Amazonは1月に、2023年末までに「Prime Air」を通じて顧客に1万件の配送を行うと予想していました。しかし、2023年2月の報告では、アマゾンがサービスを提供した世帯は10世帯に満たず、スタートが遅れていることがわかりました。また、現在も配送ペースは改善していない模様。
Amazonは進捗の遅れを認識し、CNBCに対して配達目標を調整したことを認めました。「Prime Air」は10年近く前から計画されており、当時のAmazonのCEOであるジェフ・ベゾスが2013年末にドローン配送の計画を発表しました。
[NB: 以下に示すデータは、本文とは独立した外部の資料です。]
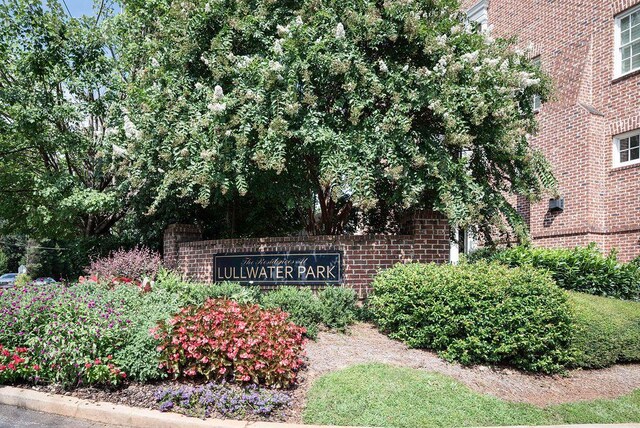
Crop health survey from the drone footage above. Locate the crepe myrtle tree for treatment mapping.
[0,0,138,239]
[118,0,554,239]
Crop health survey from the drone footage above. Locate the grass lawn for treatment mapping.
[303,364,640,427]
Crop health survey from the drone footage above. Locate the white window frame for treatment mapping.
[613,5,640,79]
[613,129,640,168]
[467,0,489,31]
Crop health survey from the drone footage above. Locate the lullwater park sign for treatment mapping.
[214,251,342,285]
[164,210,450,298]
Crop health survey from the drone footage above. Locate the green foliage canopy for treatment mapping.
[0,0,128,238]
[116,0,553,234]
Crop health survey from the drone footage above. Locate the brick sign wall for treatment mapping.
[164,211,456,297]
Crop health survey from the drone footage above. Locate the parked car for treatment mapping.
[0,273,19,288]
[33,276,58,285]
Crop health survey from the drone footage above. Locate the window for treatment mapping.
[531,56,542,112]
[615,6,640,77]
[467,0,489,30]
[613,130,640,166]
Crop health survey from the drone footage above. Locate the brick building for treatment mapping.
[462,0,640,260]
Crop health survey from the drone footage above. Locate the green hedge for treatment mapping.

CNBCは状況を把握するためにカリフォルニア州ロックフォードを訪れ、空の状態や地元の住民から「Prime Air」の申し込みの少なさについての意見を聞きました。Amazonは何千人もの人々がドローンによる配送を望んでいると主張していたのに、なぜ現実とのギャップが生じているのでしょうか。
FAA(連邦航空局)はアメリカの空域を非常に重要視しており、ドローンの運航に関する規制では、車道を横断したり人の近くを飛行したりすることが禁止されています。もしも荷物を格子状に囲まれた地域の真ん中の裏庭に投函することが目的であれば、このような規制を回避することは非常に困難です。
Amazonはより自由な運航を実現するためにドローンをFAAの基準に適合させるための改良を試みていますが、まだ行政を説得して制約を取り除くことはできていません。
過去には、Amazonのドローンがいくつかの墜落事故を起こしたという報告もあり、2021年にはオレゴン州ペンドルトンのテストフィールドで25エーカーのブラシ火災を引き起こしました。Amazonは自社のドローンの安全性を証明するために規制緩和を求め、CNBCに対し、「実際の顧客への配達中に事故が発生したことはない」と訴えています。
一方で、Amazonの競合他社は順調な進展を見せています。ウォルマートは、DroneUp、Flytrex、Ziplineとの提携を通じて、米国南部と南西部の7つの州で6,000件以上の配達を完了したと述べています。